Esta imagen, el silencio de esa
mirada y el brillo de esos ojos tomaron una connotación tan sagrada en su
memoria, que comenzó a tener cada vez más terror frente al paso del tiempo, y
no lo hacía por el miedo a perder ese recuerdo (lo que era imposible) ni a
alejarse demasiado de ese momento (eso había sucedió ya hacía mucho) sino que
le temía al acercamiento de la muerte y la desaparición de sus memorias en
este mundo, si moría, probablemente ese recuerdo habría de irse con él y luego
de eso, toda la belleza con la que había comprendido el mundo dejaría de ser.
En cierta manera, para su consciencia,
estaría abandonando un mundo que dejaría de ser junto con él.
A fin de cuentas, solo puedes tomar las lágrimas y
el pesar de una persona realmente importante para ti, y hacer algo al respecto,
en caso contrario, las cosas se complicarán un poco, es como intentar tocar una
melodía que no amas del todo, y entonces el verdadero sonido de tu corazón no
llega a ser oído.
Si pienso en los días más felices que he tenido,
siempre han contado con la presencia de personas que me son y para quienes puedo ser realmente importante, y pensando en
eso, me he quedado dormido muchas veces, en especial en los día de soledad y
silencio, en los que busco algún detalle que me ancle esa época, sería como
volver a aquellos días pero sin miedo de perderles.

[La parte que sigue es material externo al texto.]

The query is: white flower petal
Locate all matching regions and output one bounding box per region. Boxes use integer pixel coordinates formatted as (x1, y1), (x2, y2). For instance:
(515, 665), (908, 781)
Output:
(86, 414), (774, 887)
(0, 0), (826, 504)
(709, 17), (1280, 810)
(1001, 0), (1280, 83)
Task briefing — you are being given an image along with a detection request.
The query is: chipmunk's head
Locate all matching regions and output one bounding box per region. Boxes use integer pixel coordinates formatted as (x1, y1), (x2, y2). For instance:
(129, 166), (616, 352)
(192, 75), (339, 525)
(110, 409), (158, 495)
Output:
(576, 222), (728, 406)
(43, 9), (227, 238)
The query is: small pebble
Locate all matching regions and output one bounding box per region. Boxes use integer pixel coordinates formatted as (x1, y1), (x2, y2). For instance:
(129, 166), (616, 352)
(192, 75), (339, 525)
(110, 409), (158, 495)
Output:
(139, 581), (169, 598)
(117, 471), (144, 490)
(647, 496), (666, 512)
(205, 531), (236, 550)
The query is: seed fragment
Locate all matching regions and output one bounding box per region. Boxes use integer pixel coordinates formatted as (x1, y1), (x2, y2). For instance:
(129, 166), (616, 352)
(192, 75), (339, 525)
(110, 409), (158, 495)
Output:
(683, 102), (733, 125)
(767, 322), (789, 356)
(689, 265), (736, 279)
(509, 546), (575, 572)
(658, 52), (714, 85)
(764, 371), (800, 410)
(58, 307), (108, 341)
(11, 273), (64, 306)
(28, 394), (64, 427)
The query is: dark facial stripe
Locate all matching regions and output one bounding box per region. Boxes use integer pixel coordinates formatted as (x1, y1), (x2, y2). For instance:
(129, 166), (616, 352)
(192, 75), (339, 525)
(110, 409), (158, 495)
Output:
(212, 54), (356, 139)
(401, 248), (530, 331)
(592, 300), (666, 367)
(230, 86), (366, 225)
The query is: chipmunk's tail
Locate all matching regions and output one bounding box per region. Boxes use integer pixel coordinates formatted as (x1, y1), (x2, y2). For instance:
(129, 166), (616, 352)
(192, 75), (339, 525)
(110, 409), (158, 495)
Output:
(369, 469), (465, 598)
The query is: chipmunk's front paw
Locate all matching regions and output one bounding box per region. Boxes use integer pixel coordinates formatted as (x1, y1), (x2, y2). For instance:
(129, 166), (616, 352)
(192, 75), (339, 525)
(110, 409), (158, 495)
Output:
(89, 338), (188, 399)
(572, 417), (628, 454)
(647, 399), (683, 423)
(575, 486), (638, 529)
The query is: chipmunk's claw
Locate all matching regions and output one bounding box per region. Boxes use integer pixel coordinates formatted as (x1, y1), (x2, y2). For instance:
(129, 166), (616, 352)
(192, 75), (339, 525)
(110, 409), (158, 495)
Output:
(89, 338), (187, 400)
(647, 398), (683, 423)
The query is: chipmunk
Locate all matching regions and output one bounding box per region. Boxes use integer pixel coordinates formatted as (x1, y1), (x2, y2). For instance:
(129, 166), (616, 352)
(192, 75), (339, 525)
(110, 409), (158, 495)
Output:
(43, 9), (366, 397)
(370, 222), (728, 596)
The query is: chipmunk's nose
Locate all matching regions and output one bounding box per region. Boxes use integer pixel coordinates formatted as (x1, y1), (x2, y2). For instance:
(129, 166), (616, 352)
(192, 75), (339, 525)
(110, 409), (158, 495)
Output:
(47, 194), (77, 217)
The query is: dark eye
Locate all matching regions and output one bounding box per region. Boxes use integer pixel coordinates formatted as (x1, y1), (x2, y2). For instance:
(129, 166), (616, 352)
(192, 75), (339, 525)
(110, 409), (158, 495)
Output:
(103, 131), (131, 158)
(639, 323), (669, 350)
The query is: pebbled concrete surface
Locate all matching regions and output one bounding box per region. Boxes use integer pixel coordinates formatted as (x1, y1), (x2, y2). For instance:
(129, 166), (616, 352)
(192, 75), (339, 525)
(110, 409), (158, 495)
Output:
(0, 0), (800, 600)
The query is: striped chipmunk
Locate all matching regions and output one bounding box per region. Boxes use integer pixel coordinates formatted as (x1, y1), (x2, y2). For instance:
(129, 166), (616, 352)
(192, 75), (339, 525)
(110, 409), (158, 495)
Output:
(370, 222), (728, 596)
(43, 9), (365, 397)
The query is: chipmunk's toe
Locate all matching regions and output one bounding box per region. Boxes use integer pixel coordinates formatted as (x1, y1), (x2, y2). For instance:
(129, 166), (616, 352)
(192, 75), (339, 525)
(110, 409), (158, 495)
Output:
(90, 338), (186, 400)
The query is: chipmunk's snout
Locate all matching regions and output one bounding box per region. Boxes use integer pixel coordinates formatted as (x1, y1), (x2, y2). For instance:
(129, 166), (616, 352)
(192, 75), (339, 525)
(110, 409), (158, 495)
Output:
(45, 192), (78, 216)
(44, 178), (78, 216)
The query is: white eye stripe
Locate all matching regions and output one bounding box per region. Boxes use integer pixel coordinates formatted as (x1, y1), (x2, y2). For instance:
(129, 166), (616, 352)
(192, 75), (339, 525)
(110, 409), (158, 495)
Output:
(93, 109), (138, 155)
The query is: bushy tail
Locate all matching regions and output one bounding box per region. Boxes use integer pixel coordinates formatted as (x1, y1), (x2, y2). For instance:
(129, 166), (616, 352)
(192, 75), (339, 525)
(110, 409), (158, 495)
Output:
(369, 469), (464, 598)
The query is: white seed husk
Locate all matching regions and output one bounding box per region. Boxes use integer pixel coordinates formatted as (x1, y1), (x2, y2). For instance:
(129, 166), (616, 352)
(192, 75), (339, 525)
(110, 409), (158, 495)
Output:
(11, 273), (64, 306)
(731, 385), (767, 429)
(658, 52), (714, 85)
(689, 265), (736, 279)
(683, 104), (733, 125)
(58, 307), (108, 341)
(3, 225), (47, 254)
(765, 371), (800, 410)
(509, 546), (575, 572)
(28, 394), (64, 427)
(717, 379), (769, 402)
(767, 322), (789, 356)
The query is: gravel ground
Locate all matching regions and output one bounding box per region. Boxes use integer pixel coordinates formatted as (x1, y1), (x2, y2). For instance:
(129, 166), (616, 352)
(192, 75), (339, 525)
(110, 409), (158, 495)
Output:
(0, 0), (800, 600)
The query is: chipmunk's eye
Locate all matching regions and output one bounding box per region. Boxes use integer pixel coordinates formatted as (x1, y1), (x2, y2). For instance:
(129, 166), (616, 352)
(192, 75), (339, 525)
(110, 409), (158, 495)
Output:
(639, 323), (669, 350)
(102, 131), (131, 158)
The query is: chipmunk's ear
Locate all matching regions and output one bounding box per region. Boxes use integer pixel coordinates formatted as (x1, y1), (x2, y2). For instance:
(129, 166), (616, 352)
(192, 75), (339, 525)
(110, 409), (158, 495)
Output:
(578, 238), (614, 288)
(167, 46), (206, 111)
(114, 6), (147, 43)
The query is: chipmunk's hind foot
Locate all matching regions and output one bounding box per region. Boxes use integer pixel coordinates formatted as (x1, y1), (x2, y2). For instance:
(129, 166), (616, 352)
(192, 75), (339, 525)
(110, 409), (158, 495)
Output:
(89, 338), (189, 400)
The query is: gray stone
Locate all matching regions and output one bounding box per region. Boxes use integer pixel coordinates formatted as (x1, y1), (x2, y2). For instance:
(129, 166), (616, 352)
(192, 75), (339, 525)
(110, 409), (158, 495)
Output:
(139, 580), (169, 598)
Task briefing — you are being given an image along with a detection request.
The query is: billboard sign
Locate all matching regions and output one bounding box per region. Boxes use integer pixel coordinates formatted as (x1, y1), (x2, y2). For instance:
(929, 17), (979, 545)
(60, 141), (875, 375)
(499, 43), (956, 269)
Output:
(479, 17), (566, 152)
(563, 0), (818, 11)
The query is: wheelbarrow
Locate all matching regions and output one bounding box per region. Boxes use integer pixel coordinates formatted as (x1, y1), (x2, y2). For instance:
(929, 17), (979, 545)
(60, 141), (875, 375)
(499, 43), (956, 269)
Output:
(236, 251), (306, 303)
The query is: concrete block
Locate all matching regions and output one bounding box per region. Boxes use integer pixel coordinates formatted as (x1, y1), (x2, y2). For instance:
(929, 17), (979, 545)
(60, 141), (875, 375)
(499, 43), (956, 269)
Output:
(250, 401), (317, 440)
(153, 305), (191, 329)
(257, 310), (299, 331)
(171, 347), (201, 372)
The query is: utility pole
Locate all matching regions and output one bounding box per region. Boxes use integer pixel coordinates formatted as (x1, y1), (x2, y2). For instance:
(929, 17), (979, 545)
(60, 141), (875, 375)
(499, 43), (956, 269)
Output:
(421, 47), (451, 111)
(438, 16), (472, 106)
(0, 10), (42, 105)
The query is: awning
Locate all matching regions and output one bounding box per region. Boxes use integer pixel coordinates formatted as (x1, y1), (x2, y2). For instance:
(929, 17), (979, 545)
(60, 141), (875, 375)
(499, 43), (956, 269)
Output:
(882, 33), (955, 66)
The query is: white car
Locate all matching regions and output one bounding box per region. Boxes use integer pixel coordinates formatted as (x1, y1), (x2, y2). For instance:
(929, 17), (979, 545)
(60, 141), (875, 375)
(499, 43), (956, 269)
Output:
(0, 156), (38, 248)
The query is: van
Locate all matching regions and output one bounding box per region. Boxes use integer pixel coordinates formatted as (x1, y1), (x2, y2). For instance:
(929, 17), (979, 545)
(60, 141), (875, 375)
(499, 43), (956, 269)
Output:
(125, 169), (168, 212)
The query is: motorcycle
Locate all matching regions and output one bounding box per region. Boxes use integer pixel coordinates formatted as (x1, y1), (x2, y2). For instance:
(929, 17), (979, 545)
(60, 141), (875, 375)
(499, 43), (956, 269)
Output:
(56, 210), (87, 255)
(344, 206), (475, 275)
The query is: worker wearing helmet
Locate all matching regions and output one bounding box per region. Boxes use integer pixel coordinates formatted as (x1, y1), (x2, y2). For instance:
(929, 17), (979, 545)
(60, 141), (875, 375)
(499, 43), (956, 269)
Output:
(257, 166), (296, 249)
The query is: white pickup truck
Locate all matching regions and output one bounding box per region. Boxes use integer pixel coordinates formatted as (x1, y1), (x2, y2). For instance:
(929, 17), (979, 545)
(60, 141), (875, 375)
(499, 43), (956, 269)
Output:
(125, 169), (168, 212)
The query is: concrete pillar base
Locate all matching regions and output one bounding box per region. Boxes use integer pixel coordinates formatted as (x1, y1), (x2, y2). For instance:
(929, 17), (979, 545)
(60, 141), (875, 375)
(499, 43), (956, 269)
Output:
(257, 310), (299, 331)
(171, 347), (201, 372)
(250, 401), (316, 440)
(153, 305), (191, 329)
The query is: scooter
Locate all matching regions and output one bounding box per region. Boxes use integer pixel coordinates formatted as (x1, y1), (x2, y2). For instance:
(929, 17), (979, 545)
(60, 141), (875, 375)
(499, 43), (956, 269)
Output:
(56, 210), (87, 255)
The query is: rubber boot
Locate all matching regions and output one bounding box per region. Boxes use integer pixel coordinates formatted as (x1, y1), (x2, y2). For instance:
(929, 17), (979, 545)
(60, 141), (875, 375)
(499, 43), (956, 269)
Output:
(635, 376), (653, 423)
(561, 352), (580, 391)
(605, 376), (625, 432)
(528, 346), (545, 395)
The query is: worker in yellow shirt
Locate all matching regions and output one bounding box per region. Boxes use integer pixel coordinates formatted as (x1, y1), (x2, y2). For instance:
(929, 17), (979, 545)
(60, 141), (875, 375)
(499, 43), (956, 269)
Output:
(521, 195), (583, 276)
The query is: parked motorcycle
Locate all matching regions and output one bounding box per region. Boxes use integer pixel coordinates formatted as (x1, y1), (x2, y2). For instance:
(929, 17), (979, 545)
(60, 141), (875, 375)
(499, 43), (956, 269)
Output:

El verdadero sonido de mi corazón y las melodías
que capturan momentos de una persona, algún acorde, una canción o simplemente
un canto inocente al paso, y luego, cada vez que esto resuene, habrá más que
música en mis recuerdos.
Mirar al pasado es en primera impresión algo inocuo, puesto que no hay nada que alterar de lo que ya sucedió, nada habrá de cambiar con pensar en ello.
Sin embargo, no importa qué tan pequeño o enorme, qué tan hermoso u horrible
haya sido tu dolor, mirar hacia atrás no hará más que revivirlo, y correrás el riesgo de perder la perspectiva que otorga todo aquello que podrías haber aprendido, amplificarás la pérdida y anularás la
ganancia, romperás el equilibrio, tampoco importa si se trató de una alegría
enorme o una felicidad verdadera, mirar hacia atrás no harás más que herir tu
alma al comprender la falta de aquello.
Mirar al pasado tiene, por seguridad, un impacto en nuestro presente, y si bien es bueno entender sobre lo ganado y lo perdido, puede cargarnos con aquellos que ya no debemos llevar.
¿Qué quedará luego de que todas las luces se
apaguen y la medianoche reine sobre mi conciencia? Estar solo es, a fin de
cuentas, no poder comunicar lo que para uno es importante, sin tener a quién
decirlo realmente, y a su vez, es notar que lo que para uno es importante no lo
es para el otro, si todas las memorias y momentos vividos tienen un impacto
distinto en cada uno, pero además de eso, se ubican a niveles de distinta
importancia, ¿Qué quedará al final del día y al momento del adiós? Tal vez solo
una incertidumbre inútil.
El último verano no tuvo jamás su primera lluvia, y
como ella, hubo un montón de cosas que no llegaron (y que creo que nunca
llegarán), siento que realmente estuvo a punto de caer, lo parecía en el cielo,
en el viento, en el cómo llegaron a lucir las estrellas, pero el amanecer siguiente
no trajo nada, y me quedaron les recuerdos, sus imágenes y poco más.
No quisiera creer en eso en ningún caso, y esperaría descubrir que me equivoco si en algún momento no puedo pensar de otra manera, para eso necesito tiempo y algún milagro, como el de volver a esperar algo, o el de volver a creer en algo más.